Jaringan Advokasi Tambang (Jatam) menunggu proses gugatan city lawsuit atas pengelolaan izin pertambangan kota Samarinda Kaltim. Pengadilan Negeri (PN) Samarinda akan memutuskan putusan sela pada awal tahun 2014 mendatang.

“Kami menunggu putusan sela pengadilan,” kata Bidang Advokasi Jatam Samarinda, Merah Johansyah, Sabtu (30/11).

Merah mengatakan Jatam sudah mendaftarkan gugatan tata kelola kota ini sejak 26 Juli 2013 lalu. Mereka menggugat sejumlah birokrasi yaitu Gubernur Kaltim, Wali Kota Samarinda dan DPRD Samarinda.
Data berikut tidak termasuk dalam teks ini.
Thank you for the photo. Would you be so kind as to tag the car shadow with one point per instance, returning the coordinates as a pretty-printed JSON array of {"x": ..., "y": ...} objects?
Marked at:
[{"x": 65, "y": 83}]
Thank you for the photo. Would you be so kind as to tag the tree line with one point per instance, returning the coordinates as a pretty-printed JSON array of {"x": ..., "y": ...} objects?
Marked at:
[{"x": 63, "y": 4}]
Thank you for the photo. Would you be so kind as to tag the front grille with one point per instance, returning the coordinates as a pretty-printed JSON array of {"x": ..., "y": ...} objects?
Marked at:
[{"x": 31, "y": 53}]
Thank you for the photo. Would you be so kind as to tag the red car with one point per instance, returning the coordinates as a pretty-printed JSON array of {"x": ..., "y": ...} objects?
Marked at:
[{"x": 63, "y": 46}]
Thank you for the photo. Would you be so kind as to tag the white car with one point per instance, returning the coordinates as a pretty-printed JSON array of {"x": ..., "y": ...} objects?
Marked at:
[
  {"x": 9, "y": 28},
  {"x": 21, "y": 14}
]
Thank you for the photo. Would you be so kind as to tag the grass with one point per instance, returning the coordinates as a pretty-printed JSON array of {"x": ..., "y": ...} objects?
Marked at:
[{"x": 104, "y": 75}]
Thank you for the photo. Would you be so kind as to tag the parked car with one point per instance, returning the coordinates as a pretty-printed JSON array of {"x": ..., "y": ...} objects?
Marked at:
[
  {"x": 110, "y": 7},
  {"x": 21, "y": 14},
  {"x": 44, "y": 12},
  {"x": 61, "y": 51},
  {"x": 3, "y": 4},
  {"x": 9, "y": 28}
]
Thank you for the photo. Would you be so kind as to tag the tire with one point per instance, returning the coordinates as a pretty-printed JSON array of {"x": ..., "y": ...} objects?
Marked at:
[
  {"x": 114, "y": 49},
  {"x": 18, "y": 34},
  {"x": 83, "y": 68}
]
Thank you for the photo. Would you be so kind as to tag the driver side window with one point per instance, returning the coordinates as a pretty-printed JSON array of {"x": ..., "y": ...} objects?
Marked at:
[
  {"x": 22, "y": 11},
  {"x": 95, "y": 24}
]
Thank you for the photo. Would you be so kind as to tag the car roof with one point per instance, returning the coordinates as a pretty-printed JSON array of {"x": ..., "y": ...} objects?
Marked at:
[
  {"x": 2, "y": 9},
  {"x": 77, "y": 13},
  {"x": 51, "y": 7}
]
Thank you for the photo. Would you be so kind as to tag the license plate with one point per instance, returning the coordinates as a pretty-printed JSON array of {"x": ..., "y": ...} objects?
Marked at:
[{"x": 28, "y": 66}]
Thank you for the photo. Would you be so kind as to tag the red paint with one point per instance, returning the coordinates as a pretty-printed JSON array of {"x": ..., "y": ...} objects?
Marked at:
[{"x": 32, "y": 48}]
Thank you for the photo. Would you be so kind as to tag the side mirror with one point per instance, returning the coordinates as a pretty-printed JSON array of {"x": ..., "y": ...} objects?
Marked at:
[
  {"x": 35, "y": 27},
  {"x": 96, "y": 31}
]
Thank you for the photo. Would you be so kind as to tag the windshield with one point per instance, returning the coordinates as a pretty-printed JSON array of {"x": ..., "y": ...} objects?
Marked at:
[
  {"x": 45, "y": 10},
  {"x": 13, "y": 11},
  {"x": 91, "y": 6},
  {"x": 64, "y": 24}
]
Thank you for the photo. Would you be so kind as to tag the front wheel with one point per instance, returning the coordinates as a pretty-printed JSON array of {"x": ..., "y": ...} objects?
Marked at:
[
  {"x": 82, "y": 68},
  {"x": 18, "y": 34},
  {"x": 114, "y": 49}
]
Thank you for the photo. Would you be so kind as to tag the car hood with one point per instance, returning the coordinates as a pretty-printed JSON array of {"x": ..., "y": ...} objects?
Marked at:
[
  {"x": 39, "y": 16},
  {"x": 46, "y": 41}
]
“Sudah lima bulan gugatan didaftarkan ke pengadilan,” paparnya.

Bersama Jatam terdapat 19 warga Samarinda yang ikut terdaftar melayangkan gugatan ini. Gugatan menyoal atas penerbitan izin pertambangan batu bara di Samarinda yang berakibat bencana ekologis bagi masyarakat.

“Tambang sudah menyengsarakan warga Samarinda, seperti banjir, longsor, lumpur hingga anak kecil tenggelam di kolam galian batu bara,” paparnya.

Dalam gugatannya, Merah menuntut Kota Samarinda menghentikan seluruh kegiatan izin usaha pertambangan (IUP) batu bara. Disamping itu ada tuntutan ganti rugi atas segala kemalangan sudah dialami mayoritas warga Samarinda.

Persoalan lingkungan akibat pertambangan di Samarinda sudah tidak mungkin diselamatkan lagi. Sebanyak 80 IUP melakukan eksploitasi batu bara tanpa mengindahkan kaidah pertambangan modern yang berwawasan lingkungan.

Jatam mengkalkulasi 70 persen luasan kota Samarinda adalah kawasan izin pertambangan batu bara. Bencana banjir dan tanah longsor sudah acap kali mendera masyarakat setempat. Dilaporkan 5 orang tewas akibat terjatuh dalam lubang lubang bekas galian batu bara.